The episode then veers in another direction. Marge’s great auntie Eunice Bouvier is celebrating 100 years and they decide to visit her but she lives in Gainesville Florida. Homer is disappointed, along with the airport check-in clerk (apparently its really boring there). Homer and Bart decide to start a riot on the plane and they are forced to land in New Orleans. It’s here that The Blues ditches any intention of recapturing that old Lisa tragicomic in favour of self referential gags and overindulgent tourist rubbernecking.
The episode takes an extended detour through the city’s culinary delights, as Homer lists off and devours dozens of signature New Orleans dishes. Yet while they all look delicious and the fact that the eating tour becomes its own joke it sidelines Lisa for the remainder of the episode.
The episode ends when Bleeding Gums Murphy’s nephew recognizes Lisa at yet another bar and rids her of the yips. This wasn’t a bad idea and it actually kind of makes sense. They should have made this more of a prominent part of the episode rather than Homer stuffing his face. It would have been a nice callback to season 1’s Moaning Lisa, still one of the best Lisa centric episodes ever.
The B story sees Bart get revenge on the school bullies by buying some voodoo dolls in New Orleans. He successfully uses them and his daydream before buying them was actually quite funny. There was though an oddly creepy, rather sad bit where Milhouse asks Bart how Lisa is doing. Bart tells him to forget about her and to wait for Maggie when she gets older. Milhouse then proceeds to fawn over the child and Maggie immediately tells Bart to cut it out. Interestingly, at the end of the episode Maggie has a Milhouse voodoo doll and rips its head off. What fate awaits our resident nerd?
We then get what feels like a post credit scene where Homer implores Bart and Lisa to try the beignets (a type of donut). There are some lines about overtaking Gunsmoke but when they try the pastry each is sent into a tastebud stupor. More proof that this episode really only wanted to showcase New Orleans and not Lisa’s story.

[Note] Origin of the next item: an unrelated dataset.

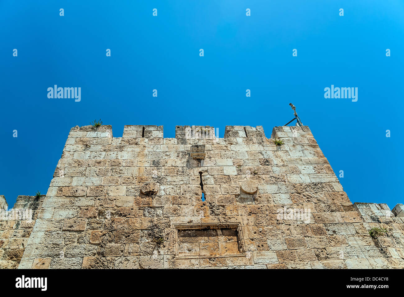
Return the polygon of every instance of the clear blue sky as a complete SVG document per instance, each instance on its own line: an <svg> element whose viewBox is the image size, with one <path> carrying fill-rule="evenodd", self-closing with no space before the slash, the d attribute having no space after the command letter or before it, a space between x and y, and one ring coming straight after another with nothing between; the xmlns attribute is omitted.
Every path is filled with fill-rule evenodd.
<svg viewBox="0 0 404 297"><path fill-rule="evenodd" d="M404 202L402 0L36 2L0 2L0 194L10 206L46 193L76 125L101 118L115 137L163 125L166 137L176 125L221 137L226 125L262 125L269 137L293 117L290 102L344 171L351 201ZM81 87L81 101L48 99L55 84ZM358 87L358 101L324 98L331 84Z"/></svg>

All in all this episode was a missed opportunity. There were some funny bits, the plane riot and the eating montage and some cool visuals of New Orleans but they had nothing to do with the main story of Lisa’s music crisis. I appreciate that writing for Lisa can be difficult since she is like the show’s conscience and like most consciences her role is to be ignored or mocked. But that’s part of her charm that she embodies a kind, lonely intelligence in a world full of the opposite. That she continues to live often unappreciated but with aspirational hopefulness mixed with tinge of childlike humour makes her stand out. This is what makes her a great character that we can laugh with her but also feel her pain. In The Blues, we started to get some of that but it never fully panned out.